How to Build a CSV Upload API (Node.js & Express)

Build a CSV Upload API with Node.js and Express

A CSV upload endpoint sounds simple until you're debugging why row 47,832 silently failed at 3am. The file parsed fine locally. The validation passed. But somewhere between multipart form data and your database, things went wrong.

This tutorial shows you how to build a CSV upload API that actually handles edge cases. We'll cover file uploads with Multer, streaming CSV parsing with PapaParse, row-level validation, and batch database inserts. By the end, you'll have a production-ready endpoint—not a demo that breaks on the first real file.

What We're Building

A REST API endpoint that:

Accepts CSV files via multipart form-data
Validates file type and size before processing
Parses CSV data with proper error handling
Validates each row against a schema
Inserts records to PostgreSQL in batches
Returns detailed success/error responses

The full working code is at the end. But understanding why each piece exists matters more than copying it.

Prerequisites

You'll need Node.js 18+ and a PostgreSQL database. We'll use these packages:

npm install express multer papaparse pg zod
npm install -D @types/node @types/express @types/multer typescript

Why these choices:

Multer handles multipart uploads without reinventing file handling
PapaParse streams CSV parsing (memory-efficient for large files)
Zod validates rows with TypeScript inference
pg for PostgreSQL (swap for your database)

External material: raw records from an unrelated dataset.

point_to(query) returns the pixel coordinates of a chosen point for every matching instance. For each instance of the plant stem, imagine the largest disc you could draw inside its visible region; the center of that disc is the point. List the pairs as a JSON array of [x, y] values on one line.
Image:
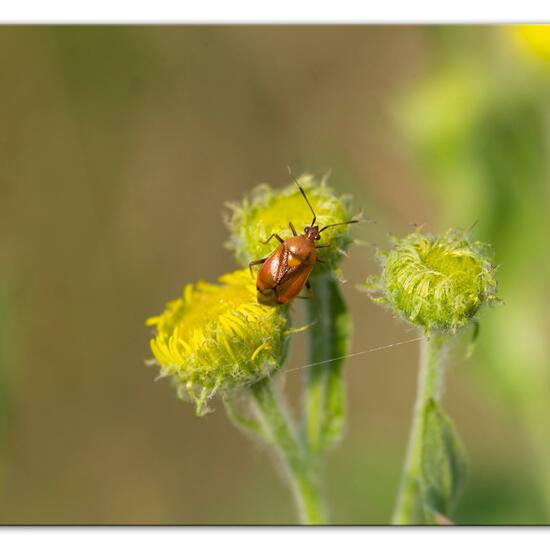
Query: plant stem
[[301, 474], [432, 359], [329, 338]]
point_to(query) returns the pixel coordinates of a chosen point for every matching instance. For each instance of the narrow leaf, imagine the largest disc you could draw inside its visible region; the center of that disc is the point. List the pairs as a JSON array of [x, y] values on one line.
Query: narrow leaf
[[443, 464]]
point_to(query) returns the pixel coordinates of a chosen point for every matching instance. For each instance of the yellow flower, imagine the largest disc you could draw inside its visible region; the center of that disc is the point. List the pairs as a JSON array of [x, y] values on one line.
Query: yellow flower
[[533, 39], [265, 211], [218, 338]]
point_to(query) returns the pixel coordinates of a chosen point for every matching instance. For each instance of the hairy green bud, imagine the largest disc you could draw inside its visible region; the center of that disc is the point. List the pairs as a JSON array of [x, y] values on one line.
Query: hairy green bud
[[435, 282]]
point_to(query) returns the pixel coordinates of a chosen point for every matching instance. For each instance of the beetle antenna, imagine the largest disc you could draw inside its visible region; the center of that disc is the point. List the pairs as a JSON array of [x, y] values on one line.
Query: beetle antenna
[[341, 223], [304, 195]]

Step 1: Basic Express Setup with File Upload

Start with a minimal server that accepts file uploads:

// server.ts
import express from 'express';
import multer from 'multer';

const app = express();

// Configure multer for memory storage
const upload = multer({
  storage: multer.memoryStorage(),
  limits: {
    fileSize: 10 * 1024 * 1024, // 10MB limit
  },
  fileFilter: (req, file, cb) => {
    if (file.mimetype !== 'text/csv' && !file.originalname.endsWith('.csv')) {
      cb(new Error('Only CSV files allowed'));
      return;
    }
    cb(null, true);
  },
});

app.post('/api/upload', upload.single('file'), (req, res) => {
  if (!req.file) {
    return res.status(400).json({ error: 'No file uploaded' });
  }

  // File buffer is in req.file.buffer
  res.json({
    message: 'File received',
    size: req.file.size,
    originalName: req.file.originalname
  });
});

app.listen(3000, () => {
  console.log('Server running on port 3000');
});

The memoryStorage option keeps the file in memory as a Buffer. For files under 50MB, this is fine. For larger files, you'd use disk storage and stream from there—but that's a different tutorial.

Test it:

curl -X POST http://localhost:3000/api/upload \
  -F "file=@./users.csv"

Step 2: Parse the CSV Data

Now we parse the uploaded buffer. PapaParse handles the CSV quirks you don't want to think about—quoted fields, escaped commas, different line endings.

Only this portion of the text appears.